Peu après, c’est l’Académie Stanislas, à Nancy, qui crée le prix Georges Sadler, en 1961. Là encore, le recours à une figure emblématique de la culture régionale que Sadler a contribué à identifier et valoriser, notamment par ses travaux en musicologie et ses textes patriotiques, n’est pas innocent : il indique dans un périmètre culturel que le prix entend baliser, année après année pour faire ressortir la singularité de la Lorraine dans l’ensemble des régions françaises. Il est décerné à un ou plusieurs ouvrages prose, romans ou essais, en rapport avec la Lorraine, écrit par un auteur d’origine lorraine ou habitant dans la région. Il a mis et met encore en lumière des auteurs qui font par ailleurs une prometteuse carrière littéraire ou académique.

Ce mouvement de récompense des « Lettres de l’Est » semble s’essouffler au lendemain de la Seconde Guerre mondiale. Certes, les jurys existants délibèrent avec régularité, désignant tous les ans des lauréats, mais aucun nouveau prix littéraire n’est créé jusqu’aux années 1980, si on exclut quelques tentatives éphémères comme le Prix des Conseils généraux de Lorraine en 1965. À partir des années 1980, les prix littéraires ont connu un nouveau souffle. La Feuille d’Or de la Ville de Nancy est décernée au cours du Livre sur la Place depuis 1986 et a distingué, par exemple, François Bon, Élise Fischer, Anne-Sophie Brasme, Éric Reinhardt, Benoît Duteurtre, Carole Martinez, Matthieu Jung et bien d’autres. . . 
En 1991, sous l’égide de la Fondation de France, la Fondation Claire et Yvan Goll a créé le Prix International de Poésie francophone Yvan Goll, qui récompense un recueil de poésie contemporaine.

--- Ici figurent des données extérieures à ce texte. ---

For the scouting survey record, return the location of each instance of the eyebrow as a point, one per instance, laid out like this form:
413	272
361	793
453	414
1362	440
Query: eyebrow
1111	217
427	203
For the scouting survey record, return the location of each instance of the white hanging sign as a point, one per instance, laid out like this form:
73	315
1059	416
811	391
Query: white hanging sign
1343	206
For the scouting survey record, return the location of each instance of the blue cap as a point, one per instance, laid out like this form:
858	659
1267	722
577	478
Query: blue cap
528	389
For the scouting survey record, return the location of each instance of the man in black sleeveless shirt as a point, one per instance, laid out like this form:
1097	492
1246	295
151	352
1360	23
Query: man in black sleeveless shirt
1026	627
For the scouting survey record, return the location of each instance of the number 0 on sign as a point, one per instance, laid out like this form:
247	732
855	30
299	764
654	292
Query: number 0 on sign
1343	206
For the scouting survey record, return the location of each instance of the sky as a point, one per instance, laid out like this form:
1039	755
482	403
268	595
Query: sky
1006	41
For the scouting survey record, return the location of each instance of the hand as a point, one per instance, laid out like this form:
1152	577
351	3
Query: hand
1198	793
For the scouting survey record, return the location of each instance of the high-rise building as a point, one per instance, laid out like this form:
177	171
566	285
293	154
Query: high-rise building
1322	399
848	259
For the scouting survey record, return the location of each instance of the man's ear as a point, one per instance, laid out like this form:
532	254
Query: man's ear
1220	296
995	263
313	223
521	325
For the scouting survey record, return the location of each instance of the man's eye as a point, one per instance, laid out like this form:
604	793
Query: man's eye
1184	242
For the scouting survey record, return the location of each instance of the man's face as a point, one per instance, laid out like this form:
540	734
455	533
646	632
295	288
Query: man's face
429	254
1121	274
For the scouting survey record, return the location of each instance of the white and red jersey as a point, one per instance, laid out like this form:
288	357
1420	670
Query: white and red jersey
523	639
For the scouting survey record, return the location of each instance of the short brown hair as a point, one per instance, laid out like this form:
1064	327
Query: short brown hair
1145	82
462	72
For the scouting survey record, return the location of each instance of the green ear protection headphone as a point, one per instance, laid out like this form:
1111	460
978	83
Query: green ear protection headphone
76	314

Ce prix associe les Amis de la Fondation, dont le siège se trouve à Saint-Dié-des-Vosges. 
En 2004, le prix Nathan Katz, créé par l’Association Eurobabel et parrainé par l’Office pour la Langue et les Cultures d’Alsace et de Moselle (OLCA), entend favoriser la traduction de la littérature alsacienne de toutes les périodes – du Moyen Age à nos jours – pour rendre accessible en français des textes méconnus. Les traductions sont opérées du moyen haut-allemand ou allemand, latin ou dialecte alsacien et a permis de faire renaître des figures comme celles de Catherine de Gueberschwihr, Jean Geiler de Kaysersberg, Lina Ritter ou Émile Storck. L’œuvre de Bernard-Marie Koltès a aussi suscité des concours et des prix. Depuis 2017, des classes de lycées collaborent avec le Théâtre National de Strasbourg pour départager trois pièces de théâtre contemporain tout en découvrant le monde du théâtre de l’intérieur. Les élèves votent ensuite pour une pièce et remettent le prix à l’artiste lauréat. Par ailleurs, depuis 2021, un concours d’écriture permet de candidater au prix Bernard-Marie Koltès, qui récompense une pièce de théâtre « jamais jouée, jamais publiée », dans l’esprit de l’œuvre du dramaturge.

Ainsi s’élabore, au fil des années, une galerie d’auteurs, romanciers, poètes et dramaturges, de l’est de la France, qui donnent à cette région une aura littéraire considérable.